Nope, YOU just don't what the words mean, and reckless disregard the 
teaching you have been getting, which makes your errors not just honest 
mistakes but reckless pathological lies.

> 
>> It may be that the simulation by HHH never reaches that point, 
> 
>> but if HHH aborts its simuliaton and returns (as required for it to be 
>> a decider) then the behavior of DDD 
> 
> Simulated by HHH is to Die, stop running, no longer function.

Nope, HHH is NOT the "Machine" that determines what the code does, so 
can not "Kill" it.

The "Behavior" of the input is what happens when it is completely run or 
simulated, INCLUDED all of the code of HHH that it uses.

You are just showing your utter ignorant stupidity about what you are 
talking about.

> 
>> call HHH(DDD), for that HHH to 
> 
> Why condemn yourself to Hell over this?

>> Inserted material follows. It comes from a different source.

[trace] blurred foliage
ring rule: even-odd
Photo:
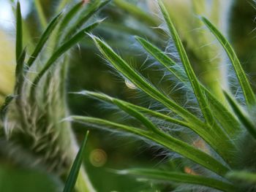
[[[42,0],[41,2],[47,18],[50,18],[56,9],[55,1]],[[173,8],[176,7],[173,7]],[[192,15],[187,11],[180,12]],[[99,15],[102,18],[108,16],[108,19],[106,23],[96,30],[95,33],[107,39],[112,47],[116,47],[121,52],[123,58],[129,60],[129,53],[132,53],[137,47],[132,46],[134,42],[129,34],[131,32],[134,34],[135,31],[143,34],[143,26],[140,23],[136,23],[137,26],[135,26],[134,31],[128,30],[129,31],[124,31],[120,33],[120,31],[124,31],[121,27],[129,25],[129,19],[132,18],[130,18],[128,13],[116,9],[113,4],[104,9]],[[187,17],[189,17],[188,15]],[[236,51],[254,82],[256,80],[256,76],[253,75],[256,72],[256,66],[254,65],[256,61],[255,32],[253,31],[255,28],[255,10],[249,3],[244,0],[236,0],[231,9],[229,29],[230,37]],[[33,37],[38,37],[39,30],[37,29],[39,25],[34,9],[31,11],[26,21],[29,33]],[[183,20],[179,23],[184,24],[187,27],[187,22]],[[113,27],[118,26],[120,26],[120,30],[113,31]],[[183,27],[181,26],[181,28]],[[189,27],[193,28],[194,26]],[[189,31],[190,29],[186,28],[184,31]],[[3,96],[10,93],[13,87],[15,56],[13,41],[11,39],[12,38],[4,33],[4,31],[0,31],[0,104],[3,101]],[[130,44],[127,45],[125,42],[129,42]],[[192,46],[191,45],[193,43],[195,42],[188,42],[187,48],[189,50],[189,46]],[[118,77],[109,72],[107,65],[104,61],[102,62],[99,55],[94,53],[96,49],[93,47],[90,39],[88,38],[84,39],[79,47],[75,48],[75,50],[70,58],[67,85],[69,91],[79,91],[82,89],[99,91],[131,101],[131,96],[135,93],[125,85],[124,82],[120,81]],[[190,53],[190,56],[196,58],[195,53]],[[197,54],[200,55],[200,53],[199,50]],[[143,63],[144,58],[140,55],[138,58],[138,60],[132,61],[134,65]],[[202,75],[203,72],[197,71],[198,75]],[[79,97],[73,94],[68,94],[68,97],[72,113],[108,119],[118,118],[118,114],[113,116],[113,114],[106,113],[103,107],[101,107],[102,110],[99,110],[99,104],[95,100]],[[75,124],[74,127],[78,138],[83,135],[80,125]],[[158,150],[146,148],[142,142],[131,142],[127,138],[116,138],[114,135],[106,132],[92,131],[88,145],[85,158],[85,161],[88,165],[87,169],[94,185],[101,192],[142,191],[140,190],[145,189],[145,186],[148,188],[147,191],[156,191],[154,186],[151,183],[137,182],[128,176],[120,177],[113,173],[110,169],[130,168],[138,165],[140,166],[143,165],[145,167],[155,166],[162,161],[165,163],[161,165],[165,167],[170,163],[166,160],[166,155],[157,155],[159,152]],[[91,159],[90,160],[90,154],[95,149],[102,150],[107,154],[106,163],[99,167],[94,166]],[[4,155],[1,155],[1,158],[3,160],[5,159]],[[45,173],[42,174],[37,170],[28,170],[18,167],[12,164],[7,164],[1,161],[0,191],[59,191],[56,186],[59,185],[61,184],[59,181],[48,177]],[[23,188],[25,187],[26,191],[23,191]]]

I'm not, but you might be.

Lying about the meaning of the terms is just lying. Even if you don't 
understand them, they have been explained to you enough that your 
ignoring them make your statement a reckless disregard for the truth, 
which is part of lying.

> 
>> partially emulate DDD, and (after the point in that DDD that it 
>> emulated) abort that emulation and return and thus DDD will return.